In arguing that the balance of harms supports granting an injunction, the Sierra Club argues that the new coal-fired plant will pose risks to human health and the environment, RUS will not suffer any harm from being preliminarily enjoined from issuing further approvals, and any harm to Sunflower would be financial only and would be counterbalanced by the harm to the environment and human health. Id. at 37.

Opposition briefs are due August 31, and the Sierra Club’s reply brief is due September 14, 2009.

The ETEC Case. In September 2008, East Texas Electric Cooperative, Inc. (ETEC) brought a preemptive suit against the Sierra Club and RUS, alleging that RUS had failed to process certain requests by ETEC for lien accommodations and other approvals with respect to the Plum Point Energy Station and John W. Turk, Jr. Power Plant. RUS had previously determined that these two projects were excluded from NEPA review based on ETEC’s minority interest in each plant. However, RUS had not then processed ETEC’s lien accommodation requests. ETEC asserted that RUS’s failure to process these routine requests was in response to the Sierra Club’s “wide-ranging assault on the construction of coal-fired generation facilities.” (Compl. ¶ 6.) In support of this contention, ETEC referred to both the August 2008 letter to Schafer and Andrew, noted above, and the Sunflower suit. ETEC asked for declaratory and injunctive relief requiring RUS to process these requests. East Texas Electric Cooperative, Inc. v. Sierra Club, Docket No. 2:08-cv-00364-TJW (E.D. Tex. filed Sept. 25, 2008).

The Sierra Club opposed ETEC’s suit, arguing that the underlying issue was being litigated in the Sunflower case. The Sierra Club stated that “[i]f ETEC wants to litigate the NEPA obligations of RUS, it should appear in the D.C. District Court case rather than try to obtain a back-door declaratory relief order in this, a non-NEPA case.” (Sierra Club’s Mot. to Strike, filed Nov. 24, 2008.) The Sierra Club also argued that it was named as a defendant only in order to chill its exercise of First Amendment rights.

On April 24, 2009, RUS filed a motion to dismiss for lack of jurisdiction, arguing, as it did in Sunflower, that RUS’s discretionary decisions on loan applications are not judicially reviewable. RUS also noted that ETEC’s lien accommodation request for the Turk plant had been approved in February 2009, and the Plum Point request was pending. In its response to this motion, ETEC emphasized that it was not contesting any decision by RUS, but rather RUS’s refusal to make loan decisions.
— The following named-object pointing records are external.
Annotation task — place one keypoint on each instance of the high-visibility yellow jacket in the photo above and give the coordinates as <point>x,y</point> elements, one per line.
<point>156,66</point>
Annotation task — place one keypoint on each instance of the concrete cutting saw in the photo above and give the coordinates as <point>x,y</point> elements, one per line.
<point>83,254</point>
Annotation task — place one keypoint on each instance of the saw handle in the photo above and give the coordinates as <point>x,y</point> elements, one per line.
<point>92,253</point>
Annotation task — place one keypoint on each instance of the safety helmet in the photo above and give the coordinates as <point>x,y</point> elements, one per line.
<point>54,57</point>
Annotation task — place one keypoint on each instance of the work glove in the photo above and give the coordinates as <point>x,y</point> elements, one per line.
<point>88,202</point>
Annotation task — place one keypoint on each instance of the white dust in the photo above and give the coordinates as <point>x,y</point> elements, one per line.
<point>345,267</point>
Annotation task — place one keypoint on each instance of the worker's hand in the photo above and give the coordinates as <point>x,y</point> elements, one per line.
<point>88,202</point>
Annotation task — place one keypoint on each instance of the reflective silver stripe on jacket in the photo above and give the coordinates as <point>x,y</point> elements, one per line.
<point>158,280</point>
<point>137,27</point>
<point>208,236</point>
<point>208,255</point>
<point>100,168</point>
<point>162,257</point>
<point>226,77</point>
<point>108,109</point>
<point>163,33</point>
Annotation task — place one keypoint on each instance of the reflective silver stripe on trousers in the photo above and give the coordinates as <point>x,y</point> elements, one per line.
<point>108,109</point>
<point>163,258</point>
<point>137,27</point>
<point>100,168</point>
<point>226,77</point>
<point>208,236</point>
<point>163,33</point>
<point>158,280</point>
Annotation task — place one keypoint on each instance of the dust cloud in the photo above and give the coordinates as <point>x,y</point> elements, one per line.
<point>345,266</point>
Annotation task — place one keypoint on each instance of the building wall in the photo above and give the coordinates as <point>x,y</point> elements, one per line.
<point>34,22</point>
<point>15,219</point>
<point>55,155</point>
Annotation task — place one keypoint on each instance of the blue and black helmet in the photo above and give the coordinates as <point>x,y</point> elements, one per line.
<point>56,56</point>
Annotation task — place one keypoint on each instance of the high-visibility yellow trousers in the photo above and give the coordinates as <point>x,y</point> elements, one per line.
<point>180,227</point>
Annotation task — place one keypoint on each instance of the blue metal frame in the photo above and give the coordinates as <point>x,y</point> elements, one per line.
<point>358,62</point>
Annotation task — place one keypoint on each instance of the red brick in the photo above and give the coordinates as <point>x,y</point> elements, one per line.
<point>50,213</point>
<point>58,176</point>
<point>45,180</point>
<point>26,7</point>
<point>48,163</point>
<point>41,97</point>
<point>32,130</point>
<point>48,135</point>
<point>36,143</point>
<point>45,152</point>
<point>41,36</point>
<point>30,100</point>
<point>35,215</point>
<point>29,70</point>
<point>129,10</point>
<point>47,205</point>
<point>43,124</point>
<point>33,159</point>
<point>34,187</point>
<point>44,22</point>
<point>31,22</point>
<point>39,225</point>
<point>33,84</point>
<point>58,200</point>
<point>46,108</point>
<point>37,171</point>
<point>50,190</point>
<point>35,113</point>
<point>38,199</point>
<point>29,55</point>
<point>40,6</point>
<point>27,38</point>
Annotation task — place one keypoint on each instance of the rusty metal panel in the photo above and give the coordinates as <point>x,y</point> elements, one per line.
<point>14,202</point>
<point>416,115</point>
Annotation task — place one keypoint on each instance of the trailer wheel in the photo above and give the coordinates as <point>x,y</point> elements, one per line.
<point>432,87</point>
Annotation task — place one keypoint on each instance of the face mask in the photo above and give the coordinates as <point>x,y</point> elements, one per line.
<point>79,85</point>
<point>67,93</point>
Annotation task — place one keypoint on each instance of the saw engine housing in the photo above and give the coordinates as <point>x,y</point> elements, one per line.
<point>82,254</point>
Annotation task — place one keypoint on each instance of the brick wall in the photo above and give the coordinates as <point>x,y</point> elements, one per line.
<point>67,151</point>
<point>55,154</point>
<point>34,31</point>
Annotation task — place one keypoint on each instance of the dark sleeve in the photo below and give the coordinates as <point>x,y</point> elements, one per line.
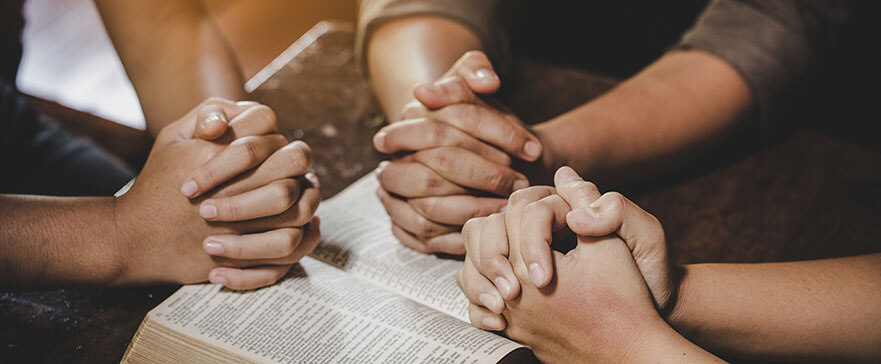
<point>481,16</point>
<point>772,44</point>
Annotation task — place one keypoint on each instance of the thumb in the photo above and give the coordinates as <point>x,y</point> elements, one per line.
<point>447,91</point>
<point>475,68</point>
<point>615,214</point>
<point>577,192</point>
<point>212,119</point>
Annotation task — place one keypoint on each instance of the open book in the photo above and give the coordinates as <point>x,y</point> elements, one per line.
<point>361,297</point>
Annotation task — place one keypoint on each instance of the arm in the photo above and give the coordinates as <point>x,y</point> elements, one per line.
<point>174,55</point>
<point>59,240</point>
<point>682,102</point>
<point>823,310</point>
<point>247,219</point>
<point>413,50</point>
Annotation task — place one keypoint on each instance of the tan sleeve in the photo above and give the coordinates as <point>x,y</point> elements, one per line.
<point>482,16</point>
<point>772,44</point>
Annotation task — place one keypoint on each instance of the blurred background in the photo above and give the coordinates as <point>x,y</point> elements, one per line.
<point>69,59</point>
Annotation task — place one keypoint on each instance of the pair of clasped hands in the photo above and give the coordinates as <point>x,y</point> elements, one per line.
<point>243,214</point>
<point>452,156</point>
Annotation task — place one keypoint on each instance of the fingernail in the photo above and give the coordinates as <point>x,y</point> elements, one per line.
<point>489,301</point>
<point>485,74</point>
<point>216,279</point>
<point>503,286</point>
<point>213,247</point>
<point>431,87</point>
<point>214,118</point>
<point>536,274</point>
<point>493,323</point>
<point>189,188</point>
<point>532,149</point>
<point>381,167</point>
<point>567,175</point>
<point>313,179</point>
<point>379,140</point>
<point>208,210</point>
<point>585,214</point>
On May 28, 2009, ETEC filed a motion for leave to file an amended complaint, seeking to add a declaratory judgment claim. First, ETEC sought a broad ruling that 7 C.F.R. § 1794.3, discussed above, is lawful. Second, ETEC asked the court to validate RUS’s determination that, due to its minority interest, ETEC’s loan applications for the two projects were excluded from NEPA review.

RUS opposed ETEC’s motion to amend on the ground that ETEC’s new claim did not satisfy the constitutional “case or controversy” requirement. RUS asserted that RUS itself was not challenging the validity of its own regulations or its decision to exclude ETEC’s loan applications and approval requests from NEPA review. Thus, RUS argued, “there is no dispute for the Court to decide.” (Gov’t. Defs.’ Opp. to Pl’s. Mot. for Leave to Amend, at 10.)

On June 29, 2009, ETEC filed a short motion asking the court to dismiss its case. Alluding to changes in the credit markets and commercial lending practices, ETEC asserted that pursuing the lawsuit was no longer in its members’ best interests. RUS agreed to the dismissal, but the Sierra Club has asked that dismissal be conditioned on ETEC’s payment of the Sierra Club’s attorneys’ fees and costs. On July 30, the court issued a short order granting ETEC’s motion and denying the Sierra Club’s request for attorneys’ fees. The court stated that the case was still in its early stages and that the Sierra Club had not spent considerable time and effort defending the case.